Jupiter’s moon Europa is one of the most fascinating worlds in our solar system. Its cracked icy crust is known to hide vast watery oceans that actively cycle oxygen and nutrients from the surface to its depths, leading astrbiologists to hypothesize about its life-giving potential. And we’re not talking about single-celled bacteria — the moon has the potential to support complex lifeforms.
Now, in a newly released view of Europa’s cracked surface, ruddy veins of hydrated salts mixed with chemicals such as magnesium sulfate or sulfuric acid break up bluish slabs of pure water ice.

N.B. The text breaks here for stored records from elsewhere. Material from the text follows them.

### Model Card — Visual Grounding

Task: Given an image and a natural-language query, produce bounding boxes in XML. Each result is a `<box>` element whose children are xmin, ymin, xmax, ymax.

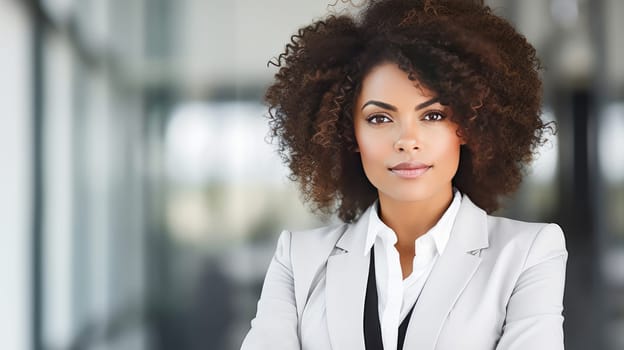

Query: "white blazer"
<box><xmin>241</xmin><ymin>195</ymin><xmax>567</xmax><ymax>350</ymax></box>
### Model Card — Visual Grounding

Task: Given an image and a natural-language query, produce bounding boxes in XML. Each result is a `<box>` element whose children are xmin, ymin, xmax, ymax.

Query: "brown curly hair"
<box><xmin>265</xmin><ymin>0</ymin><xmax>552</xmax><ymax>222</ymax></box>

Compiled from data collected by NASA’s Galileo spacecraft, this image release only amplifies our fascination for the moon.
The colorized version of this observation, which measures 101×103 miles (163×167 kilometers), uses data that was collected in 1997 and 1998 during separate Galileo flybys. The spacecraft ended its mission in 2003 after NASA commanded it to crash into Jupiter’s atmosphere. This kamikaze ending was chosen as the spacecraft ran out of thruster fuel to avoid it crashing with Europa or the other Jovian satellites, potentially contaminating them with hardy Earth bacteria that may have been hiding in the probe’s components.
This view was originally released as a greyscale map after the first 1997 flyby, but after layering lower-resolution color data collected in 1998, a whole new dimension has been revealed. It is thought that the red veins reveal interactions from Europa’s surface ice with the ocean below.
Wouldn’t it be awesome if we could land a robotic mission near one of these veins, potentially finding an open fissure where a robotic Europa submersible could be dropped to seek out the lifeforms that may lie beneath.